By Mark HadleyWednesday 16 Jul 2014TV and StreamingReading Time: 3 minutes
Did you know that Muslims don’t use coffins? That Buddhists hope to go to the ‘pure land’ when they die? Or that eulogies are a comparatively new inclusion for Christian services? These are just a few of the insights revealed by a new Compass series that investigates the intersection between faith and funerals. However the primary discovery by its end is the blindness with which most people approach death.
The five episodes of Faith & Funerals each take a look at two contrasting belief systems in modern Australia: Anglican & Muslim, Secularism and Chinese Buddhism, Catholicism and Hinduism, Pentecostalism and Atheism, culminating in a final program on the ways we choose to remember the departed. As is to be expected, though, there’s no real contrasting going on. Compass preserves its reputation as an unbiased, certainly non-judgmental Australian neighbour looking over the fence from its postmodern backyard. However that doesn’t mean there isn’t some understanding to be gained from sharing the view.
The first episode introduces us to Osman Iqubal, a community minded Muslim from Mount Druitt who devotes part of his time to organizing low-cost funerals for Sydney’s Islamic community. Through his experiences we learn that Muslim funerals are relatively austere affairs. No coffin, no eulogies, no mention of the man’s name during the brief mosque service. Instead there is an emphasis on prayer and the purity a body needs to maintain to enter the afterlife. But the likelihood of arriving there seems to be dependent on how many people can be persuaded to participate in your last rites, says Osman:
“They pray for you that you’ll be forgiven. If you have 40 or more people [at the mosque] then the more chance you’ll be forgiven. So the more people you have just gives more chances to get into Heaven.”
This might sound rather haphazard to a Christian’s ears but the Protestant service offered doesn’t ring much clearer. In the country town of Kandos Anglican rector Leigh Gardiner is preparing to preside over the funeral of town favourite Wendy Curry. The family of the 55-year-old woman who suffered from Down Syndrome are naturally distressed by her death, but Rev. Gardiner believes the point of the service she offers is to help them find a way through that grief:
“The purpose of an Anglican funeral is to give thanks for the life of the person who has died, to acknowledge the grief that is being experienced, but also how God was involved in the journey of the person – and to bring hope.”
But hope in what exactly? Despite the trappings of tradition, the Rev. Gardiner can offer nothing more certain than the syrupy assertion that “…Wendy’s life is now joined with all life, stretching into the past and into the future…” Compass may have edited all the good stuff out but nothing about Jesus, his death for our sins or his promise to save those who trust in him emerges. It’s no wonder the family end the show convicted that Wendy has become a gold star in the sky – without sure knowledge of death and what comes next they’re as much in a fog as the next armchair theologian. Yet this is fairly typical of the majority of religious services profiled by this series: deep sadness obscured by uncertain rituals or combated by unfounded sentiment.

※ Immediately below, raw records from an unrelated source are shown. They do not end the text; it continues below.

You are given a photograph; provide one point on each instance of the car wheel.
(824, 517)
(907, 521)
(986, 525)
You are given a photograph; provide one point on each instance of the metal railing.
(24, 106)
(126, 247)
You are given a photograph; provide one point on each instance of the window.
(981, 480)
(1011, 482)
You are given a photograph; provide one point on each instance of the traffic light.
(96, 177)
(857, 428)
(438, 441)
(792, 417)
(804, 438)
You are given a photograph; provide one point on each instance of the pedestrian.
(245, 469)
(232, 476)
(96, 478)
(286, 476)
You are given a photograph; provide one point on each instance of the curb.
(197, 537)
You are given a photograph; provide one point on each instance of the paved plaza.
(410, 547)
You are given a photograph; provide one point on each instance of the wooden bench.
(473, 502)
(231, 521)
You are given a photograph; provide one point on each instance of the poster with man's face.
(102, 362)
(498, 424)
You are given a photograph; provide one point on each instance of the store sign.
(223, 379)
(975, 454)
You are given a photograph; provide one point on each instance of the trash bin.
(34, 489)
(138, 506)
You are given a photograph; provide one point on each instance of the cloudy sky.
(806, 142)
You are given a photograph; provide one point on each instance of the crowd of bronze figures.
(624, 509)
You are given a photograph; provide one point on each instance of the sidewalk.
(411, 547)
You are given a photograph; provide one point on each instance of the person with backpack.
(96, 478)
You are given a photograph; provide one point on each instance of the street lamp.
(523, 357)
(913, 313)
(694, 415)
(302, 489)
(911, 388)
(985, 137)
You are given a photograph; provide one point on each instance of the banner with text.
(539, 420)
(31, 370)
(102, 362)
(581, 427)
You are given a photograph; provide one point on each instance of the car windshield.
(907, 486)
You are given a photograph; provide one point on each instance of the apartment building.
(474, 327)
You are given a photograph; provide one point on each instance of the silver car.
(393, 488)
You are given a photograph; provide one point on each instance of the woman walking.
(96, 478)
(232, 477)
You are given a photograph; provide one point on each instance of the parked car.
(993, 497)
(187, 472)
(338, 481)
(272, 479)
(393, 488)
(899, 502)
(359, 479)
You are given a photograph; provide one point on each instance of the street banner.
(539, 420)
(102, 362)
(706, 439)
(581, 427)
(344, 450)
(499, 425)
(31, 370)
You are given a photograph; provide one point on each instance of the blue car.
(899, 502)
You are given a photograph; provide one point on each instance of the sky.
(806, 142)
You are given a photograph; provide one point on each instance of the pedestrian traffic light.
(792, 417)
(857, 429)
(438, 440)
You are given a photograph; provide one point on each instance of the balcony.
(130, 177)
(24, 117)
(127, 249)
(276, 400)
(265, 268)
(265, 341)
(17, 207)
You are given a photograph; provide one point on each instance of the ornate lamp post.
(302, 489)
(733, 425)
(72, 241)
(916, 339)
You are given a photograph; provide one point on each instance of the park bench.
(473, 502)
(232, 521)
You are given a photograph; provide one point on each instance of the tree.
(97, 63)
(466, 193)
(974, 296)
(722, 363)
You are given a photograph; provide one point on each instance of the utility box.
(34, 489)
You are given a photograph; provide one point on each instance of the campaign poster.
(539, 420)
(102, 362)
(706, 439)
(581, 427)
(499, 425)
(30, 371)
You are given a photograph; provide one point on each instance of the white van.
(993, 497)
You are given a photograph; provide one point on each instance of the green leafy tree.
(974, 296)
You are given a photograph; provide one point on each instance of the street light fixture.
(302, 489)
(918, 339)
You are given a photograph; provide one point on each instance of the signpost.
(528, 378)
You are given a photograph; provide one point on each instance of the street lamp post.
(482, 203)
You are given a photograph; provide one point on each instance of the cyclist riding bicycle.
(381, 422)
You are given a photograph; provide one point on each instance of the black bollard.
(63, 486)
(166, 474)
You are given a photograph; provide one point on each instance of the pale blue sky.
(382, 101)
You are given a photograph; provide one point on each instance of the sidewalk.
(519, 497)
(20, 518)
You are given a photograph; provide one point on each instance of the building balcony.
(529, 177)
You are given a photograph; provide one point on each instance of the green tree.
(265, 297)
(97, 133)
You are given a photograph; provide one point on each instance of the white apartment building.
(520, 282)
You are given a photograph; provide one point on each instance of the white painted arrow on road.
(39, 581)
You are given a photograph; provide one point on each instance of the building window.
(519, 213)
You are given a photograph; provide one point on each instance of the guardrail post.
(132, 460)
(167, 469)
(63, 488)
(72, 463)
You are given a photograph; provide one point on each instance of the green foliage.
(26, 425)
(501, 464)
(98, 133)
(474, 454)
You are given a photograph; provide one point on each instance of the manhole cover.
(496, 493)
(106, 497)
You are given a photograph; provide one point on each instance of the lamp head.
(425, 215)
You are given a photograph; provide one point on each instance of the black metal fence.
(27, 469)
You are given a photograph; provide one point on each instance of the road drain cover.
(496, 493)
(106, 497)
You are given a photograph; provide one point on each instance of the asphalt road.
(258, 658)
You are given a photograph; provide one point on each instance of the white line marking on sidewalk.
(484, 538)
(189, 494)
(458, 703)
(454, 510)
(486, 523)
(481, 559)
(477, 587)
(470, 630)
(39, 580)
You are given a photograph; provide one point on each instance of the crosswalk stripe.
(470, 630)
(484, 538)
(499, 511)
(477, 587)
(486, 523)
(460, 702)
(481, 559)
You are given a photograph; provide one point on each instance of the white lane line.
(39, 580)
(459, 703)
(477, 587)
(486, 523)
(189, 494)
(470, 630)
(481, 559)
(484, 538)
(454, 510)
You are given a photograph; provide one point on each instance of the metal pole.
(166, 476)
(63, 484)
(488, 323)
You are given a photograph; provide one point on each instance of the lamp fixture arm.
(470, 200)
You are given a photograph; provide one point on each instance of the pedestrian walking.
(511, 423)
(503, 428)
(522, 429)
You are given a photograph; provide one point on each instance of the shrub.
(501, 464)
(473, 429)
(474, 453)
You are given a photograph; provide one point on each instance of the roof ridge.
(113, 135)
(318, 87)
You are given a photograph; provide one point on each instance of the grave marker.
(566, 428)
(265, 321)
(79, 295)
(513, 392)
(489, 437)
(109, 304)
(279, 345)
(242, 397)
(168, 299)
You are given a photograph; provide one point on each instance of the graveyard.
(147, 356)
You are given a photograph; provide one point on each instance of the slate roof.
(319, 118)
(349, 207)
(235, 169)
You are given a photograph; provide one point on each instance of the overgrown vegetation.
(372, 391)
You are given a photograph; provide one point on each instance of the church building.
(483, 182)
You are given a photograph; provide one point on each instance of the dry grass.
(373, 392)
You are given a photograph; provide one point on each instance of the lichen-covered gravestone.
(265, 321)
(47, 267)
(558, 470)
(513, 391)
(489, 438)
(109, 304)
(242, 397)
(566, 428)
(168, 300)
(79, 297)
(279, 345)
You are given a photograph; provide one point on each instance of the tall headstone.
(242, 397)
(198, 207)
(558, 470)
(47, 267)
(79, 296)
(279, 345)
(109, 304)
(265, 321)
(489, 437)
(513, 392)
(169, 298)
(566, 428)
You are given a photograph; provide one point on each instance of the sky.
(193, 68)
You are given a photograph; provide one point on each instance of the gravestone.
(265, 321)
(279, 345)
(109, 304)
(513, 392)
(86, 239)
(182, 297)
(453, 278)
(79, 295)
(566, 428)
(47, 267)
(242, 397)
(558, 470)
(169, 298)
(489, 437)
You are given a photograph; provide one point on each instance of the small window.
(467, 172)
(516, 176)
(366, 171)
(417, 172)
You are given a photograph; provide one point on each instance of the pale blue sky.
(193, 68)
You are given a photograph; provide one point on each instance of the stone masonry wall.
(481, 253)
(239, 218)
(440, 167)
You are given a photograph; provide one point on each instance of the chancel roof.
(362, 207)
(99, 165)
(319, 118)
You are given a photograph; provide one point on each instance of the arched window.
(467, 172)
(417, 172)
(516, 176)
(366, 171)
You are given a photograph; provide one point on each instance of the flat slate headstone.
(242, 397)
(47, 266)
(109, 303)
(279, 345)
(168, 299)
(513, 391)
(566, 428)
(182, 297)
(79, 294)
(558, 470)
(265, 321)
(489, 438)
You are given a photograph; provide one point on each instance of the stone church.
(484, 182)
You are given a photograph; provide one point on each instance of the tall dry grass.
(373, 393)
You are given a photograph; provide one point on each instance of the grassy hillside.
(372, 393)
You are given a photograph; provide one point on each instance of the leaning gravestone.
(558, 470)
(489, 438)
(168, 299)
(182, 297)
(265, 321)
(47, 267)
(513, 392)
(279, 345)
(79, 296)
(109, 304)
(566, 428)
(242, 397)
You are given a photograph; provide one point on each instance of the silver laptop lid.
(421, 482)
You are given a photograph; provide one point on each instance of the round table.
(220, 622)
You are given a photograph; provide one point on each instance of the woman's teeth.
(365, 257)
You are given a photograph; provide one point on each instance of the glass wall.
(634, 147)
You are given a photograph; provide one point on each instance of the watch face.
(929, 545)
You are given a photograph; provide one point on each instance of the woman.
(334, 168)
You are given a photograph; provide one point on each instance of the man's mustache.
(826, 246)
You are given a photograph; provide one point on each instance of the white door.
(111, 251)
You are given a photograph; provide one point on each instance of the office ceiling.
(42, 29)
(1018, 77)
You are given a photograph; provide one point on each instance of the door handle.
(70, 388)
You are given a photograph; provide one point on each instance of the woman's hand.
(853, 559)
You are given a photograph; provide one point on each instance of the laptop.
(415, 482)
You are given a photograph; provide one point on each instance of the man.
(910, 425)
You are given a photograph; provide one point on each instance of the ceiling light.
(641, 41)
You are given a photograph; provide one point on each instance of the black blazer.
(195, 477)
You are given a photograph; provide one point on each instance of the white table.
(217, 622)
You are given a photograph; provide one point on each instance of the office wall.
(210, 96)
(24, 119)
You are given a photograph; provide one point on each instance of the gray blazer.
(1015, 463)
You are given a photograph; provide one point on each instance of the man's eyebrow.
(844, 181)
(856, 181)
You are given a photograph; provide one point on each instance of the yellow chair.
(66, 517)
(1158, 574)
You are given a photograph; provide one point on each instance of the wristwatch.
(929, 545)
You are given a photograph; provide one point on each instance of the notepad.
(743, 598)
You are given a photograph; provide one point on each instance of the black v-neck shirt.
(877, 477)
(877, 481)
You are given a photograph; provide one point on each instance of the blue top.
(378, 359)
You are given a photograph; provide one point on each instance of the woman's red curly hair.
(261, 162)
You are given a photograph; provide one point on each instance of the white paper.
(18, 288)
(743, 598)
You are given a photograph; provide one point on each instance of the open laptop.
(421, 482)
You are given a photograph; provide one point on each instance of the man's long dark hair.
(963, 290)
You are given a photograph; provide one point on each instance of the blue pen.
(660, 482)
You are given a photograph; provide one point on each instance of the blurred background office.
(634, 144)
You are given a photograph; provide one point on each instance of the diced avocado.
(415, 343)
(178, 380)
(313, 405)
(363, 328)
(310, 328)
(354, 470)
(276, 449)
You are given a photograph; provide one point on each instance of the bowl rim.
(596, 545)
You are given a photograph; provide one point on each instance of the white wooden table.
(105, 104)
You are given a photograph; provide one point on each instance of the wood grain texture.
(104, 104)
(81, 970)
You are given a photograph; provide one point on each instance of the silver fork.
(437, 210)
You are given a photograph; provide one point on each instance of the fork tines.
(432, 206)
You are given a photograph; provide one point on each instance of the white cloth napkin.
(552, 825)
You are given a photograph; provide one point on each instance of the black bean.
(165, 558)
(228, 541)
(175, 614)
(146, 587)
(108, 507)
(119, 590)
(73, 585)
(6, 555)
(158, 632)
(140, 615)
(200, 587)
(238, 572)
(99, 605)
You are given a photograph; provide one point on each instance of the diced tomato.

Faith and Funerals is worth watching if only to see just how lost people become when they wander from the certainty of Jesus’ testimony about life and death. Probably the most tragic of all funerals has to be that conducted by the secularists who boldly proclaim ‘No Grief or God allowed’. The truth is death is a universally acknowledged sadness that does not match our innate sense of how things should be. And unless God is ‘allowed’ to defeat it for us, it will end in greater grief than can possibly be imagined.